Note, the exit strategy must also take into account when to sell if a trade or investment goes wrong and losses start to increase. Never ride an investment into the ground based on the "slope of hope" every time there is a DCAT bounce in the security on its way down to lower prices. That DCAT bounce is the dump-out bounce by the PTB that fools investors and traders into believing that "it's turning around" and that "this time it wil be different." That's what the investors in ATRN and similar stocks thought; the smart investors took their extensive gains while the others watched all the way down the slope of hope as ATRN deteriorated badly. Note, I'm not commparing ATRN to any security I'm only using it as one example out of many.

I haven't sold and I don't sell any position simply based on deteriorating TA and/or FA but rather I take my profits and run. :) I don't speculate on how much more profit I will or can make especially when I already have a good profit. :) Return of one's money is always the primary goal and return on money is the secondary goal. Never let them take your profits away expecially the majority or all of your profits away. Don't give your hard-earned profits back to them. I don't wait until I have a 100% or far more profit before I sell a position; I sell when it is necessary to protect my profits or to stop my losses. You must determine what you can afford to lose and what you think is a reasonable profit goal before youe enter any trade to buy and/or sell a security as part of your plan and exit strategy.

I said I used TA to TRADER34 for my sale of AAPT because I wanted to point out that even though I felt that AAPT had good long-term prospects it had no effect on my decision to take my hard-earned profits and exit my risk-on trade. :) Failure to take profits is one of the worst mistakes that a trader or investor can make. In the crash of 1929, 1987, and the financial disaster of 2008-2009 many long-term "buy-and-hold" investors were wiped out and were never able to regain their losses. They rode the "slope of hope" all the way into the ground incurring steep losses and bankruptcy in many cases. Many mortgaged and/or refinanced their homes and ran up extensive debt on their charge cards just so they could buy those great stocks that were going to make them rich. It's never different; history repeats over and over especially greed and fear in worldwide stock markets; the author Mark Twain (1835-1910) wtote,

"It is not worth while to try to keep history from repeating itself, for man's character will always make the preventing of the repetitions impossible." (Mark Twain in Eruption: Hitherto Unpublished Pages About Men and Events, edited by Bernard DeVoto, 1940.)[source: Wikipedia.]

That quote by Mark Twain has been restated and attributed to Mark Twain as "History does not repeat itself, but it does rhyme."
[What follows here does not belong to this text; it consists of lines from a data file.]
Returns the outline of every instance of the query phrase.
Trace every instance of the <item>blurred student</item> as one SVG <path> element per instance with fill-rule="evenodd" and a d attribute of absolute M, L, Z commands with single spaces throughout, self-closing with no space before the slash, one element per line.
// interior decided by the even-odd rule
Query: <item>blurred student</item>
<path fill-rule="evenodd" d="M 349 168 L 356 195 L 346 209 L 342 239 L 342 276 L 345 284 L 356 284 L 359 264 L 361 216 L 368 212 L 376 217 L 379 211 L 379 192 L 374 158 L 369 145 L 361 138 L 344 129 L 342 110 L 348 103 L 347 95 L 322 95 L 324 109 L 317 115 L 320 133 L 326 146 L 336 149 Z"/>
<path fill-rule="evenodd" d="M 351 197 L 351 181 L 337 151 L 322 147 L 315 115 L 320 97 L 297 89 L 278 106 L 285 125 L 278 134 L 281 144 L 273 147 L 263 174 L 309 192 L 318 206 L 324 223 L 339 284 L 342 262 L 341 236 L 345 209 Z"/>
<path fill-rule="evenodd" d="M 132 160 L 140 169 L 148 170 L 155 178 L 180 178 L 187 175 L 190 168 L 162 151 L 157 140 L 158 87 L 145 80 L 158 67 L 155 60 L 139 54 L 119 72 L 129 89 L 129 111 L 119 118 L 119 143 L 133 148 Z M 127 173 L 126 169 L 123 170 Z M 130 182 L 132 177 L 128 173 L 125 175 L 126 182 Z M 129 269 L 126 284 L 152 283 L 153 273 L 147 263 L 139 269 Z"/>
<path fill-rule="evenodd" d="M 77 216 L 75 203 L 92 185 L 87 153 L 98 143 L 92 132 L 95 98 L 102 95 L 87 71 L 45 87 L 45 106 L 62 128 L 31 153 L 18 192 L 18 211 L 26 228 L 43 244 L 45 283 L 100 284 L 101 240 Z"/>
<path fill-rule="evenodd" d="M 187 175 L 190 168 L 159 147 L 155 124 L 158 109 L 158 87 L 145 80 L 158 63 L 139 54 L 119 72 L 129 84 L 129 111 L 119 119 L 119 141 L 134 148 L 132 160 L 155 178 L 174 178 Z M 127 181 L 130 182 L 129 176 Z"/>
The buck always stops and should stop with the investor and/or trader as to when to buy or sell a security. Never depend on someone else to decide for you when to buy or sell a security. After considering all sources of information and doing your own due diligence the decision to buy or sell a security rests solely with you. that's what it should be and that's what free will and freedom is all about, the freedom to make your own choice and not have it made for you. :) I choose freedom and free will. :)

Have a happy and successful trading day and week.